Adapun Solusih: untuk mengatasi masalah ini, diperlukan perubahan di berbagai levelnya baik dalam struktur keluarga, tempat kerja, dan kebijakan public: (1) Pembagian Tugas yang Lebih Adil di Rumah, Keluarga harus menciptakan pembagian tugas yang lebih adil antara suami dan istri. Laki-laki perlu lebih terlibat dalam pekerjaan rumah tangga dan pengasuhan anak. Hal ini memerlukan perubahan dalam pola pikir dan budaya yang ada, serta kesadaran bahwa kedua orang tua memiliki tanggung jawab yang sama dalam mendidik dan merawat anak; (2) Kebijakan Perusahaan yang Mendukung Keseimbangan Kerja dan Kehidupan Pribadi, Perusahaan harus lebih fleksibel dalam memberikan kesempatan bagi karyawan, terutama perempuan, untuk menyeimbangkan antara pekerjaan dan tanggung jawab keluarga. Hal ini bisa dilakukan dengan menyediakan cuti orang tua yang adil, kebijakan kerja jarak jauh, atau jam kerja fleksibel. (3) Pendidikan dan Kesadaran Sosial, Pendidikan sejak dini sangat penting untuk mengubah pandangan sosial mengenai pembagian tugas domestik. Pendidikan gender yang inklusif dan pemahaman tentang keadilan sosial harus ditanamkan di kalangan generasi muda agar mereka dapat menerapkan nilai-nilai tersebut dalam kehidupan rumah tangga mereka kelak. (4) Perubahan Kebijakan Pemerintah, Pemerintah juga harus berperan dalam menciptakan kebijakan yang mendukung kesetaraan gender, seperti pemberian subsidi atau insentif bagi keluarga yang membagi tugas rumah tangga secara adil, serta peningkatan dukungan terhadap fasilitas penitipan anak dan pendidikan yang terjangkau bagi keluarga.

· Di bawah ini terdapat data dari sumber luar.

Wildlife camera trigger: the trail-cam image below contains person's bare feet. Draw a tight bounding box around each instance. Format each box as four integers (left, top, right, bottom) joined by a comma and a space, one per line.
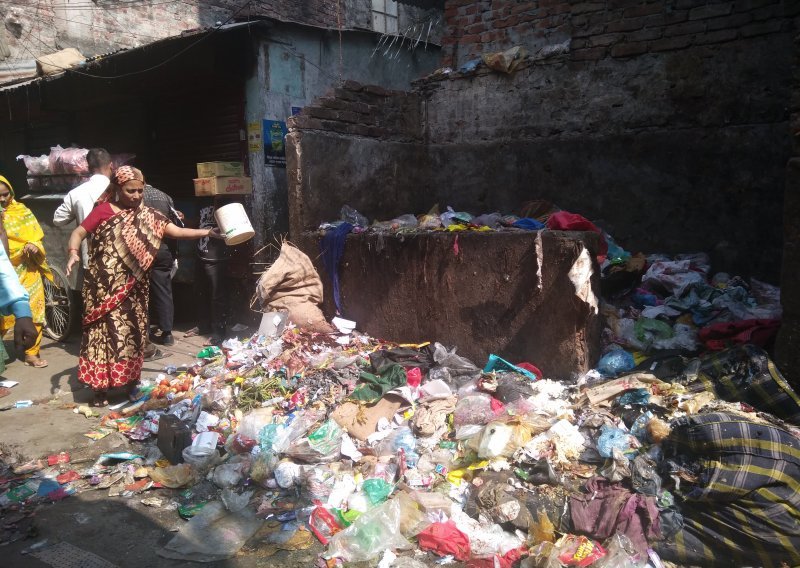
25, 356, 48, 369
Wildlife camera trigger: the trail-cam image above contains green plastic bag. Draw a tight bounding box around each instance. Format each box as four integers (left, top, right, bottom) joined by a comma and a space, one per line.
361, 477, 394, 505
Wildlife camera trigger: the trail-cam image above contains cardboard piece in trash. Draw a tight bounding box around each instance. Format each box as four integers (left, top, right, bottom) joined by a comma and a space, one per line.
197, 162, 244, 177
194, 176, 253, 197
331, 394, 411, 440
583, 373, 669, 405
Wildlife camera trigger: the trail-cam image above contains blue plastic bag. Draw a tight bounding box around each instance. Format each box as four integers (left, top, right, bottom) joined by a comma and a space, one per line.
597, 349, 636, 377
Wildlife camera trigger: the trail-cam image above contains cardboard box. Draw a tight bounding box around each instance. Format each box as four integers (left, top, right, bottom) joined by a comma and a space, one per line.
197, 162, 244, 177
194, 176, 253, 197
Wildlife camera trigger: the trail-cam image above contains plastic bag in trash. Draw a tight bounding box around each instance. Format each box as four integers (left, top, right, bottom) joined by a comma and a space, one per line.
597, 349, 636, 377
220, 488, 255, 513
339, 205, 369, 227
592, 533, 647, 568
325, 499, 412, 562
156, 501, 264, 562
597, 424, 638, 458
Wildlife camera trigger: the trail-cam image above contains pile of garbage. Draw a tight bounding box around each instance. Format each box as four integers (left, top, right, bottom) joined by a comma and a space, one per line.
319, 200, 613, 237
0, 227, 800, 568
0, 326, 800, 566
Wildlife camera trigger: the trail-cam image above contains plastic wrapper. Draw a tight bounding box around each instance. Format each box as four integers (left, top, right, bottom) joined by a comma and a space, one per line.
325, 499, 412, 562
301, 467, 336, 502
308, 505, 343, 546
453, 393, 495, 427
597, 349, 636, 377
273, 460, 303, 489
156, 501, 263, 562
149, 463, 197, 489
597, 425, 638, 458
361, 477, 394, 505
220, 489, 255, 513
213, 461, 250, 489
428, 343, 481, 389
394, 491, 431, 538
553, 534, 607, 568
339, 205, 369, 227
478, 421, 531, 458
17, 154, 50, 176
236, 408, 272, 440
592, 534, 647, 568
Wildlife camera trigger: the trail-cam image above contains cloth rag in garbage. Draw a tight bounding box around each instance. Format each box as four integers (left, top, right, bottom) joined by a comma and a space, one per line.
417, 520, 470, 562
319, 223, 353, 314
569, 477, 661, 553
655, 412, 800, 566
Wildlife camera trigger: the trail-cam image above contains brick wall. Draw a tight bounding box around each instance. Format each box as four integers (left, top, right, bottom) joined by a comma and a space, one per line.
287, 81, 422, 142
442, 0, 800, 66
775, 30, 800, 389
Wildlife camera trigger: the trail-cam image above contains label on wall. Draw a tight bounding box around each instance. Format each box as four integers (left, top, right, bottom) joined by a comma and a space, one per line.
263, 120, 289, 168
247, 122, 263, 152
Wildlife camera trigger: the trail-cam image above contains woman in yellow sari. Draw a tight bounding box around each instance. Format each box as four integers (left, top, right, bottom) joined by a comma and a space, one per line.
0, 176, 53, 367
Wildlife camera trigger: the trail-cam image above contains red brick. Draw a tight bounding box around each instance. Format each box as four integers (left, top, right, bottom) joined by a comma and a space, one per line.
625, 28, 661, 41
706, 12, 752, 32
733, 0, 775, 12
570, 2, 606, 14
589, 34, 622, 47
624, 2, 664, 18
689, 2, 733, 20
650, 36, 692, 51
741, 20, 783, 37
606, 18, 644, 33
571, 47, 606, 61
611, 41, 647, 57
694, 30, 739, 45
664, 22, 706, 37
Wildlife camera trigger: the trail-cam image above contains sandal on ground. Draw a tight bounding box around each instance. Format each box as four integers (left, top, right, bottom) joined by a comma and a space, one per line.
25, 357, 48, 369
125, 382, 139, 402
89, 391, 108, 408
144, 349, 170, 362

Maka dari itu Ketidaksetaraan terhadap perempuan merupakan salah satu isu besar yang cukup menghambat kemajuan perempuan di berbagai sektor kehidupan. Beban ganda yang ditanggung oleh perempuan tidak hanya mengurangi kualitas hidup mereka, tetapi juga menghambat potensi mereka dalam dunia kerja dan kontribusi sosial. Oleh karena itu, diperlukan upaya bersama antara individu, keluarga, perusahaan, dan pemerintah untuk menciptakan perubahan yang lebih adil dan setara, sehingga perempuan dapat menikmati kesempatan yang sama untuk berkembang di semua aspek kehidupan mereka.